Senator Elizabeth Warren (D-Mass.), who campaigned on a platform of fairness and protecting the middle class before winning her seat in November, was recently asked by a Fox affiliate in Boston to define who, exactly, is in the middle class.
Surprisingly, the former Harvard Law professor was unable to give a clear answer, claiming it is not a “numbers issue.”
Red Alert Politics continues:
“When we strengthen education, when we make it possible for kids to go to college, then we strengthen America’s middle class, and that doesn’t mean a dollar figure,” Warren said.
“The middle class is, by definition, a group of people in a certain income level,” the reporter [replied]. “But you’re not willing to say that they are.”
“No…no…because I actually disagree with that,” Warren said.
The reporter argued that when writing legislation, the middle class would be defined by income levels, but Warren disagreed. She said instead that there are many characteristics that define the middle class.
“That sounds a little like a dodge, Senator Warren,” the reporter said.
“No, but it’s not a dodge,” Warren responded.

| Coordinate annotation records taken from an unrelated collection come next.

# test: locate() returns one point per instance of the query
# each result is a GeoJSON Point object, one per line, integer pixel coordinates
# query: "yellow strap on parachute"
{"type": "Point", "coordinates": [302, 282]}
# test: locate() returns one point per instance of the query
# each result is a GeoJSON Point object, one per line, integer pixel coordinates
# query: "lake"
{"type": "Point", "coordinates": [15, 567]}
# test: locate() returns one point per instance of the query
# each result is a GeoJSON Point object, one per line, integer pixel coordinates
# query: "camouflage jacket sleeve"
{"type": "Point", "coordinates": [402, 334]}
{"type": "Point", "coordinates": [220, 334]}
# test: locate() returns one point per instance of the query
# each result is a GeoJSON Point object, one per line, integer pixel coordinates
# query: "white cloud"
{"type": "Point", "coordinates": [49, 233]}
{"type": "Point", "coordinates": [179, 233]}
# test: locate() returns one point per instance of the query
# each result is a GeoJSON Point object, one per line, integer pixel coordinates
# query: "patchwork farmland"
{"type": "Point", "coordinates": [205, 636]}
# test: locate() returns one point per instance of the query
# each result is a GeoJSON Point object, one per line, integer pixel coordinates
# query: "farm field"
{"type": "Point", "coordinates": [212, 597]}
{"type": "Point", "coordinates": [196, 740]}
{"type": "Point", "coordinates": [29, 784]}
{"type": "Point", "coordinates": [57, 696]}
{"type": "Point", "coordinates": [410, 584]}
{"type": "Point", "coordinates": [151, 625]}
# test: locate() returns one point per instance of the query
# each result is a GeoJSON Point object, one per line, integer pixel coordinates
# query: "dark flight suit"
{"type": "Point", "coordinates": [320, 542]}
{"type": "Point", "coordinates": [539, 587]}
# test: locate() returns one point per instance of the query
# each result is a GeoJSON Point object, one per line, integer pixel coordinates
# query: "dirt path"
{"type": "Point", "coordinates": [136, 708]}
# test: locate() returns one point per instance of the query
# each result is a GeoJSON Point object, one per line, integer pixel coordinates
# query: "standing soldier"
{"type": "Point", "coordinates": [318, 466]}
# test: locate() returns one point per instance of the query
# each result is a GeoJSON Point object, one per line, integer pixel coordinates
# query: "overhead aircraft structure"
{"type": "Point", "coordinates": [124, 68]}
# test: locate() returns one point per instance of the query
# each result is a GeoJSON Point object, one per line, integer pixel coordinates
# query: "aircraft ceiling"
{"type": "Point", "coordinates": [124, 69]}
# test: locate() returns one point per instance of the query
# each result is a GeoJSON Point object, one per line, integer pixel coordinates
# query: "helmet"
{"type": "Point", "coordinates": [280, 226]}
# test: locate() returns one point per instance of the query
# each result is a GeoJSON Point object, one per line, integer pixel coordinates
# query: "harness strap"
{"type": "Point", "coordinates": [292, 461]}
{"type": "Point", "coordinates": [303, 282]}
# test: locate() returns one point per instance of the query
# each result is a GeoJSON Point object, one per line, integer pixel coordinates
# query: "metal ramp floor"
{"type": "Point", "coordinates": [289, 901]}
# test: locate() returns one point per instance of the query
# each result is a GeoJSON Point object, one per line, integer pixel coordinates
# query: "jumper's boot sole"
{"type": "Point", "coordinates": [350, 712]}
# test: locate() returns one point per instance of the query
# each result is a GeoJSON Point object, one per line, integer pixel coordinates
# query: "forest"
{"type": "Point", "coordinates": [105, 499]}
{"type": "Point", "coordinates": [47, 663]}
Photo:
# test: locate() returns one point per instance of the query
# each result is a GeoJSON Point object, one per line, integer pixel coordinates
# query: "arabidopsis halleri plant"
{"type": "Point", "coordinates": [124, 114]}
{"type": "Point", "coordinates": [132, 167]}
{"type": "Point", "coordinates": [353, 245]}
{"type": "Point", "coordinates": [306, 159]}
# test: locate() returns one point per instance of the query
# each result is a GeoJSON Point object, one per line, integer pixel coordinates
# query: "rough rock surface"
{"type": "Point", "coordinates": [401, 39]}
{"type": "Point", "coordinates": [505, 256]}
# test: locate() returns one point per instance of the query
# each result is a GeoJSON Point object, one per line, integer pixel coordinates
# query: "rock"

Here is the entire exchange:
Many have pointed out that Democrats in particular have been very clear about who the “wealthy” are. Though they are often described in terms of private jets and luxury lifestyles, it has technically been those who make over $250,000.
So why the reluctance to define “middle class”?
Human Events speculates: “Politicians tell us everything must be done on behalf of the ‘middle class’… and they reserve the right to define who that means, making revisions at the margins whenever it suits them.”
Townhall concludes with a reference to Warren’s “Fauxcahontas” controversy: “Perhaps it should come as no surprise that Ms. Warren’s definition of ‘middle class’ is as tenuous as her claim to Native American ancestry.”